I have a wheatgrass shot in the morning and in the evening. I’ve been told that you should never have more than 8 oz. a day. Wheatgrass is a good source of potassium, a very good source of dietary fiber, vitamin A, vitamin C, vitamin E (alpha tocopherol), vitamin K, thiamin, riboflavin, niacin, vitamin B6, pantothenic acid, iron, zinc, copper, manganese and selenium. I’m planning to grow my own, but I have to get a juicer first. I usually buy my wheatgrass from Sevanada and have them juice if for me. I take it home in a small glass bowl with a lid and it usually lasts about 3 days. As you can probably already tell, I’m at Sevanada at least twice a week.

7. Creativity

You can’t buy that.

Life has many opportunities to begin anew, try something different, or set the reset button. In fact, every waking moment gives us an opportunity to flourish.  When it’s time to reset, you’ll know, and I will continue to share my new knowledge, triumphs, lessons-learned, recipes, and overall journey with old and my fellow new raw foodists. Thanks for reading! XO!
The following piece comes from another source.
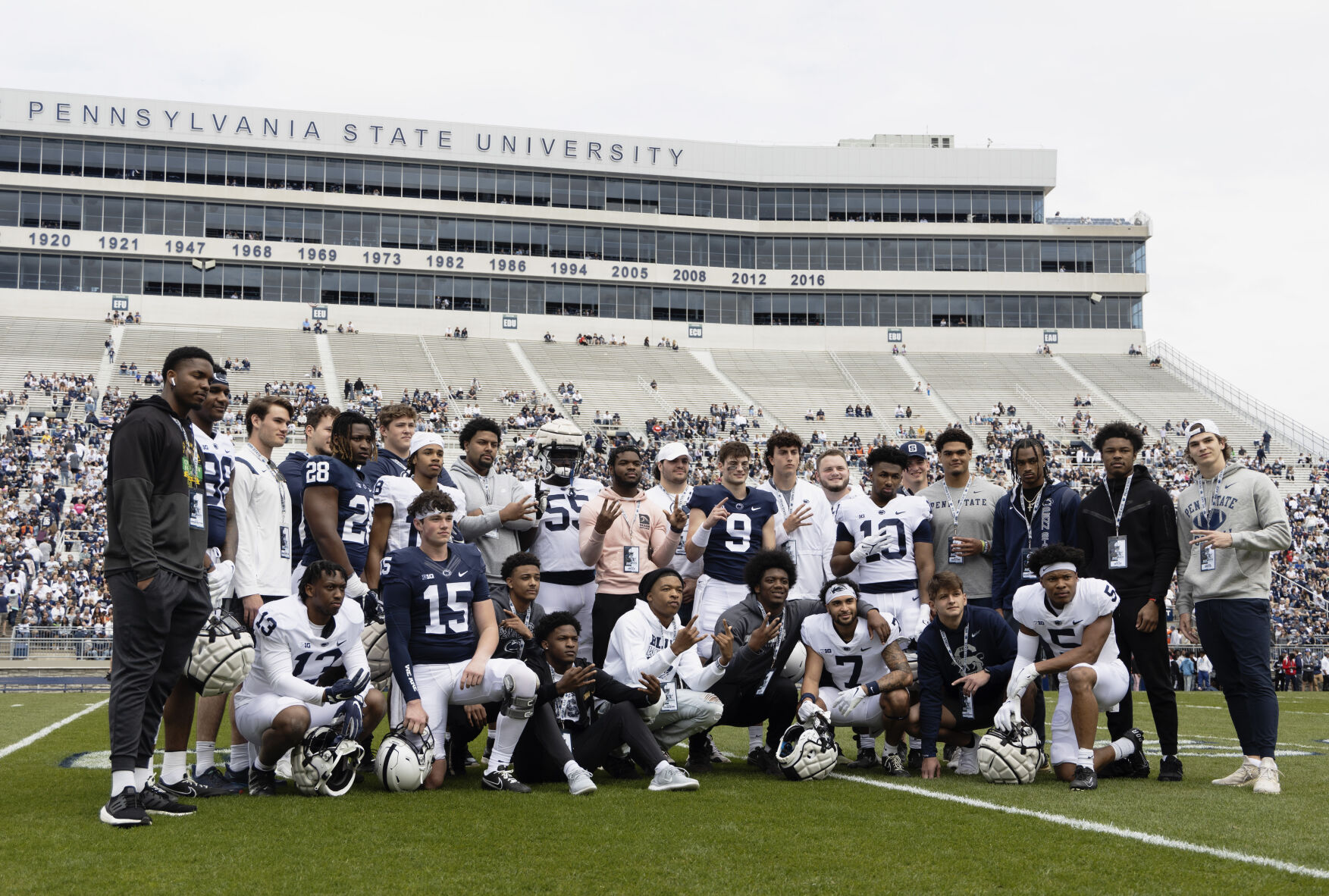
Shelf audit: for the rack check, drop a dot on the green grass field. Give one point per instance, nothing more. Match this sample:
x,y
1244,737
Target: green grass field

Disclaimer: I am not, let me repeat, not a doctor, therapist, scientist, certified nutritionist or herbologist, holistic practitioner, or any other term used to describe a physician. I’m simply a health and wellness enthusiast who is sharing my journey and information I’ve learned. The information provided in this post is designed to provide helpful information on the subjects discussed. This post is not meant to be used, nor should it be used, to diagnose or treat any medical condition. For diagnosis or treatment of any medical problem, consult your physician. The author and publisher (yours truly) of this post is not responsible for any specific health or allergy needs that may require medical supervision and is not liable for any damages or negative consequences for any treatment, action, application, or preparation to any person reading or following the information on this blog. Any references provided are for informational purposes only and do not constitute endorsement of any websites or other sources. Reader should be aware that the websites listed in this post and on this site may change.